One Map Does Not Fit All: Evaluating Multi-Modal Medical Image Explanation


Weina Jin, Medical Imaging Analysis Lab, School of Computing Science, Simon Fraser University

Xiaoxiao Li, Department of Electrical and Computer Engineering, The University of British Columbia

Ghassan Hamarneh, Medical Imaging Analysis Lab, School of Computing Science, Simon Fraser University



Being able to explain the prediction to clinical end-users is a necessity to leverage the power of AI models for clinical decision support. For medical images, saliency maps are the most common form of explanation. The maps highlight important features for AI model’s prediction. Although many saliency map methods have been proposed, it is unknown how well they perform on explaining decisions on multi-modal medical images, where each modality/channel carries distinct clinical meanings of the same underlying biomedical phenomenon.

Understanding such modality-dependent features is essential for clinical users’ interpretation of AI decisions. However, we don’t know whether existing saliency maps can still fulfill the particular clinical requirements on multi-modal images. Therefore, we would like to propose this clinically-motivated requirement to the technical community: The need for modality-specific explanations that are aligned with clinical prior knowledge, or simply: multi-modal explanation.


As a primary step toward this direction, in this work, we propose evaluation metrics and conduct experiments on existing saliency map methods regarding their multi-modal explanation property. We included 16 commonly used methods in the evaluation, that cover activation-based, gradient-based, and perturbation-based explainable AI approaches.

The evaluation was conducted on a brain tumor classification task and two datasets: one is Brats dataset which is from real-patients, and the other is a synthetic dataset where we have a better control of the ground-truth.

With the generated saliency maps, we first conducted a doctor user study to seek doctor’s clinical requirements and rating on the saliency maps generated on multi-modal MRI.

Doctors tend to prioritize the important modality for prediction given the task, and they expect the AI to correctly localize the discriminative features.

To fulfill such clinical requirements, we propose the computational metric MSFI (Modality-Specific Feature Importance) that encodes the clinical requirements on modality prioritization and modality-specific feature localization.


Our evaluations show that although most saliency map methods captured modality importance information in general, most of them failed to highlight modality-specific important features consistently and precisely.

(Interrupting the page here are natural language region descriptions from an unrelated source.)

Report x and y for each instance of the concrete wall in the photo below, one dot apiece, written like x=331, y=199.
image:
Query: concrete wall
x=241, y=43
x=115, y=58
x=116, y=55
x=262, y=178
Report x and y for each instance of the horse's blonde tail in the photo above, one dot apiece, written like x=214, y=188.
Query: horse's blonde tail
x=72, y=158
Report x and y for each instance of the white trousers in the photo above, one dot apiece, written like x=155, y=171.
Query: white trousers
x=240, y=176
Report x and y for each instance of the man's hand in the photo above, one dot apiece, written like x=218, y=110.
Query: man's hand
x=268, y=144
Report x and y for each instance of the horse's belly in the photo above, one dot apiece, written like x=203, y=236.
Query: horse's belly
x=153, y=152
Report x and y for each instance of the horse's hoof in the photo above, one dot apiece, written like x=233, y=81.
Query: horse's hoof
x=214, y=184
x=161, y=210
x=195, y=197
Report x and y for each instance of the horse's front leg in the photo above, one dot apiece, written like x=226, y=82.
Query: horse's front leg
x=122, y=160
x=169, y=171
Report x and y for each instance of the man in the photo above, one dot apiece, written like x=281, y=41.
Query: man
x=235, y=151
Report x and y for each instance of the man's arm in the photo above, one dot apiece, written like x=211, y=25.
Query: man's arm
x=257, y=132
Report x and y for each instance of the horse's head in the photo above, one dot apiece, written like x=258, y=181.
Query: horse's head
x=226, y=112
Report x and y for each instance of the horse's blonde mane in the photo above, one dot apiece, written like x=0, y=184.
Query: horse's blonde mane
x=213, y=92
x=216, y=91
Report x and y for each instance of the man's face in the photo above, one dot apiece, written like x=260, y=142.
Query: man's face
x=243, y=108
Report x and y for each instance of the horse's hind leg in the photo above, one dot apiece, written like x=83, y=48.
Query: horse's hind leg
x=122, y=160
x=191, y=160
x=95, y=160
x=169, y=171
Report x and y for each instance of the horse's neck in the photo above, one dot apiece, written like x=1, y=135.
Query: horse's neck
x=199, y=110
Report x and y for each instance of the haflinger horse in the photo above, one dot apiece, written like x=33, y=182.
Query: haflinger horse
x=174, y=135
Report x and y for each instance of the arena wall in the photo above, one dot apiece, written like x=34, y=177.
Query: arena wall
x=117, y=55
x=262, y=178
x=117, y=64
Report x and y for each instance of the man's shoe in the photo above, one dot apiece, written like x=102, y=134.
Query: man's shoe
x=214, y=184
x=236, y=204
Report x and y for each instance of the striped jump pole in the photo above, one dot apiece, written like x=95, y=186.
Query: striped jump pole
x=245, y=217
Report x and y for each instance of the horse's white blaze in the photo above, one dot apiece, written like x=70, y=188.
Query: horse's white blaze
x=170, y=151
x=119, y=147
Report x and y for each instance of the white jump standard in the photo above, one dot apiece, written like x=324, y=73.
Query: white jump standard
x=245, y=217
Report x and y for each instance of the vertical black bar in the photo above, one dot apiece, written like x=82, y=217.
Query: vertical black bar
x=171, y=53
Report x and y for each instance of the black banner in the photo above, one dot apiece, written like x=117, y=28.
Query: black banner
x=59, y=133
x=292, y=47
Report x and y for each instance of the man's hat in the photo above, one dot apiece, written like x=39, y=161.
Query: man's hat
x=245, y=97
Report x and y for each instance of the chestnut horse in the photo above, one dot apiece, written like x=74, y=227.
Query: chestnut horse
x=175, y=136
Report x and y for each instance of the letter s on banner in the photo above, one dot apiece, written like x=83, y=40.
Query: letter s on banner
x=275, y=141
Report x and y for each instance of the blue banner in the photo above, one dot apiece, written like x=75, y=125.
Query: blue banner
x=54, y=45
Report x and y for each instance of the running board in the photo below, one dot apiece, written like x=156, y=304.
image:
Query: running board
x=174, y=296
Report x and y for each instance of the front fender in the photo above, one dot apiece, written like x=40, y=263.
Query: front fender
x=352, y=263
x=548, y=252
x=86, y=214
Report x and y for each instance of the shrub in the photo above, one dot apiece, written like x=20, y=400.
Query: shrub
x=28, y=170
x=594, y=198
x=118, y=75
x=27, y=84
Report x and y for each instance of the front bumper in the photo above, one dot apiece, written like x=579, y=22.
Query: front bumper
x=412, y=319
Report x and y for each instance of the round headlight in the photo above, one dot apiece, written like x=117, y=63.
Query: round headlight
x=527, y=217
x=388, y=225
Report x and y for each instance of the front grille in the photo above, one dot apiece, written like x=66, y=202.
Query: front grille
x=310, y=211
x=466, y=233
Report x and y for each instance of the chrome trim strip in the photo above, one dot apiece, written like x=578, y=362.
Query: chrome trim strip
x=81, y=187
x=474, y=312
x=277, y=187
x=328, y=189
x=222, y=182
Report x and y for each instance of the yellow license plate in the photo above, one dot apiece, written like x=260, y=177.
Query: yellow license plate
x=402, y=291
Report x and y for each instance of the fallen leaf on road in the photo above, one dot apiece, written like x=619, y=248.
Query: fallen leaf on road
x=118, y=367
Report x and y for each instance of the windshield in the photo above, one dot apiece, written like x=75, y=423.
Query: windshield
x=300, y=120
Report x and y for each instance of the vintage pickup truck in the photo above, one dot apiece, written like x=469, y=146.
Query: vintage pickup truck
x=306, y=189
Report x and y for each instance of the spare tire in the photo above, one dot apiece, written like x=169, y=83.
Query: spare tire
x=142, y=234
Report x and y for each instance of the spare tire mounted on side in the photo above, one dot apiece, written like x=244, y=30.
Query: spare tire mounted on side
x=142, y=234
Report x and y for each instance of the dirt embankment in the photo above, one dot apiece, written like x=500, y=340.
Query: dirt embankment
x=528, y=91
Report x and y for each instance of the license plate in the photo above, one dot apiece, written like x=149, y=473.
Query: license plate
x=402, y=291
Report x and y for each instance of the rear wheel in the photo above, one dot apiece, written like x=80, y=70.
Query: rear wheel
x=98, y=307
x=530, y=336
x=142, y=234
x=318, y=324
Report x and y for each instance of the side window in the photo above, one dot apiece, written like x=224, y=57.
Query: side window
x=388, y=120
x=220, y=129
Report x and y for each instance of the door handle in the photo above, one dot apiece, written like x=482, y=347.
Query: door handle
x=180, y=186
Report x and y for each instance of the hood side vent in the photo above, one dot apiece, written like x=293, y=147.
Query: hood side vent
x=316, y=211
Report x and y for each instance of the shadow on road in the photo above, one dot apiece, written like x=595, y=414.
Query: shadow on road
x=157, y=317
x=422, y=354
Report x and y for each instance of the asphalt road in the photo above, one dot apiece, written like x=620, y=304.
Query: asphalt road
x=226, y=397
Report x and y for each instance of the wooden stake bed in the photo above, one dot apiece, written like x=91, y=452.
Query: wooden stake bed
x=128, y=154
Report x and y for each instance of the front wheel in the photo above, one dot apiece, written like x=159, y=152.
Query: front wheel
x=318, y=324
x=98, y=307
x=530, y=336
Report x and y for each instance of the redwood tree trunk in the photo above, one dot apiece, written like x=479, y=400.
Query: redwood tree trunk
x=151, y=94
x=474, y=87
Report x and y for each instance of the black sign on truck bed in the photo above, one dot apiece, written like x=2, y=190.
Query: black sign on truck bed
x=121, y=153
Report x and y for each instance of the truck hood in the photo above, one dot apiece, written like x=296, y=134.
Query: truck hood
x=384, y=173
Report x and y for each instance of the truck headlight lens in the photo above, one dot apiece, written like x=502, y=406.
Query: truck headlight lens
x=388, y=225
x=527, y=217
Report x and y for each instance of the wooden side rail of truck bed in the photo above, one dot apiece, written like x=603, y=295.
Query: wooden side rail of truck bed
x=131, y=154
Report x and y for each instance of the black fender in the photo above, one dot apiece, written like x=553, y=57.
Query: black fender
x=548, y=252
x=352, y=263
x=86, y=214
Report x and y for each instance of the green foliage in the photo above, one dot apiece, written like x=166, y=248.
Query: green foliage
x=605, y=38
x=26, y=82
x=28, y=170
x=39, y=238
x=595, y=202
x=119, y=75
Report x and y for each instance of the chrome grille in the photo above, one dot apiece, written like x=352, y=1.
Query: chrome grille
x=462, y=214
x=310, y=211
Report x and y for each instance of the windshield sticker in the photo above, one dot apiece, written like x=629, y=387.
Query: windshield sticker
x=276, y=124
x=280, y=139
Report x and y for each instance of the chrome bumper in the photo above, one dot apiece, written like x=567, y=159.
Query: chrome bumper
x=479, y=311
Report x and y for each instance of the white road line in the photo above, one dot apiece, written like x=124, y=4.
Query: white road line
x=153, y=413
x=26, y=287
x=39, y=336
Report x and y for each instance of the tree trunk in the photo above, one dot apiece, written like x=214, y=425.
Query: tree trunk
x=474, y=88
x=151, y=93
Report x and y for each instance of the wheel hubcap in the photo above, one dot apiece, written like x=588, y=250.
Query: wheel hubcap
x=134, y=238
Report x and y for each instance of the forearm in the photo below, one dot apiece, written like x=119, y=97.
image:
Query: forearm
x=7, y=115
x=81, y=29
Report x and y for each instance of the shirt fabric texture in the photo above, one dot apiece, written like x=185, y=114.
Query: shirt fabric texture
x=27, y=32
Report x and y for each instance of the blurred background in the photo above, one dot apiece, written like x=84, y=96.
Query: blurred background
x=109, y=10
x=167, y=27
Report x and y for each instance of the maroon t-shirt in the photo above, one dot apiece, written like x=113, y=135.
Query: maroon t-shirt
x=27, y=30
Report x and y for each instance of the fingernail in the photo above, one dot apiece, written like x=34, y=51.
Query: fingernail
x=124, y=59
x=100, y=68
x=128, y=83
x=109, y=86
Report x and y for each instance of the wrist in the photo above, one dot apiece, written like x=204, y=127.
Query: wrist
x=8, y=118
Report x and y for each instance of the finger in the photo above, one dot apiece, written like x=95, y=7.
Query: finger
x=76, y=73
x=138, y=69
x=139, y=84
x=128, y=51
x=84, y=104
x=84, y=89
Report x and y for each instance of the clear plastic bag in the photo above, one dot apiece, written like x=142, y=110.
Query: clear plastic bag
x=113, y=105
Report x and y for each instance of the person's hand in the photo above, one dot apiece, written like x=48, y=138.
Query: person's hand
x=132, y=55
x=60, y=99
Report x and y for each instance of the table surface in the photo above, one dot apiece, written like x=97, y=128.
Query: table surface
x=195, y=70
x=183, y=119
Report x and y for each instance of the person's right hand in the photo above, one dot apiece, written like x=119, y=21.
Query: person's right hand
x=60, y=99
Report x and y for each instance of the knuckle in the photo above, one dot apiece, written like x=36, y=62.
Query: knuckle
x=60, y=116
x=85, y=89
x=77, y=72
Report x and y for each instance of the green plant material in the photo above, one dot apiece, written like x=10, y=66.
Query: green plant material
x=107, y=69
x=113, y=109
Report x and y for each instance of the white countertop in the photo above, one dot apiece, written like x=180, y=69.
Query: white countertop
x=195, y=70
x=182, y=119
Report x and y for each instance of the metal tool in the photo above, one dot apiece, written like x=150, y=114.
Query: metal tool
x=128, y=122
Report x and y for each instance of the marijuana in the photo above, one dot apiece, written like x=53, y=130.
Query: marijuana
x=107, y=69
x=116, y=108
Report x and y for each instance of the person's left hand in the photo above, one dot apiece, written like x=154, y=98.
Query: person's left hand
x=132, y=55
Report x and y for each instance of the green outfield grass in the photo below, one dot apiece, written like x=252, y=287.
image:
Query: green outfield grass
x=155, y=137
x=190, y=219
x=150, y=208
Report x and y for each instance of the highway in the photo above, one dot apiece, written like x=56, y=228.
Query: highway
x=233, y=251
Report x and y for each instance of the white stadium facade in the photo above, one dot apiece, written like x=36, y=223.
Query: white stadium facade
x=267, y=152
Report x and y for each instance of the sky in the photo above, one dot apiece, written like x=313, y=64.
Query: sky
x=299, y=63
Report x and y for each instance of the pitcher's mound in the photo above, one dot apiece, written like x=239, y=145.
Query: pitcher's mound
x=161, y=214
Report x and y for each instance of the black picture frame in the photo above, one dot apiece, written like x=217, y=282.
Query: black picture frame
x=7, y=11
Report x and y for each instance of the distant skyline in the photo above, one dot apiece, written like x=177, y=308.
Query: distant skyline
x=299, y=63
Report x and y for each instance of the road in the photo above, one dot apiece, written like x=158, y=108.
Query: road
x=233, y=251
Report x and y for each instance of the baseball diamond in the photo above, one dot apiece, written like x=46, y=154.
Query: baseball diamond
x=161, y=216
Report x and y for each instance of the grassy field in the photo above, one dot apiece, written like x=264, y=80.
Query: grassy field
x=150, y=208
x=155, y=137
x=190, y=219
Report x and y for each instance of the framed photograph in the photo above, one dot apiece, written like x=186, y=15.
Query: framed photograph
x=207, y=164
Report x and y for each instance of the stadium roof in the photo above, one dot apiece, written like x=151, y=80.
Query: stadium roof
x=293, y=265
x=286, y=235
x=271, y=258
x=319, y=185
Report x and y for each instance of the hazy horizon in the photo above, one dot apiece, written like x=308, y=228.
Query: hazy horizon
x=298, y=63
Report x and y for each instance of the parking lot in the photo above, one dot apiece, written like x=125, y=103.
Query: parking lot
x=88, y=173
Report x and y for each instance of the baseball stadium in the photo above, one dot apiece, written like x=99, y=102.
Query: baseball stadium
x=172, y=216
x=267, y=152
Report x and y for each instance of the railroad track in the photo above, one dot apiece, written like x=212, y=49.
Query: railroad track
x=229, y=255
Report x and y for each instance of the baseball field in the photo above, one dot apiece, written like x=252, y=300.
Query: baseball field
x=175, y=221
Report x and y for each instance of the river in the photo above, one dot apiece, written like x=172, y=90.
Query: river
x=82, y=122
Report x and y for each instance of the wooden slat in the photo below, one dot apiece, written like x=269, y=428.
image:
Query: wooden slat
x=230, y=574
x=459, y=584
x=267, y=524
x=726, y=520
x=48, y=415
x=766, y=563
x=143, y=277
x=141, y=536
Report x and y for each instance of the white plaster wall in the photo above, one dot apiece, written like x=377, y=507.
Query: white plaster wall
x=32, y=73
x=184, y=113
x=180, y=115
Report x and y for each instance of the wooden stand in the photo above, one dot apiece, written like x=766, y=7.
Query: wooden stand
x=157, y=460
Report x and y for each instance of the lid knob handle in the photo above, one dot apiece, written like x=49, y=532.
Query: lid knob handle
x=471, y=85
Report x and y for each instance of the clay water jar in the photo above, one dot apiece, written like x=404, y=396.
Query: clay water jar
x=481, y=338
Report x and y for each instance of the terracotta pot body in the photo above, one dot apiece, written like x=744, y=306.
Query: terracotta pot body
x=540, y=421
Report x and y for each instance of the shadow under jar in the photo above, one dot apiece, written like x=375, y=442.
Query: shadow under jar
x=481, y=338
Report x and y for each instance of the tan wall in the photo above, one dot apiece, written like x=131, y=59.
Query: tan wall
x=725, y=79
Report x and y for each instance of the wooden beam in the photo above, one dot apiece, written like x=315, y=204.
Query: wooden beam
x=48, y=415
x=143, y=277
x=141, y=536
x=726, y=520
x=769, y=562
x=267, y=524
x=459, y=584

We propose the clinically motivated problem to the technical community: Explain on multi-modal medical images the clinical problem of explaining multi modality medical images to the technical community.

We also propose the evaluation metric MSFI and conducted experiments to evaluate saliency maps regarding their abilities to fulfill clinical requirements. Based on MSFI metric, there are discrepancies between current saliency map methods and the clinical requirements for multi-modal image explanation.


The application of MSFI could help to evaluate and select the saliency map method before clinical deployment, and also provides clinical insights for the proposal of new AI method, such as those that incorporate clinical requirements on multi-modal image explanation into the model training.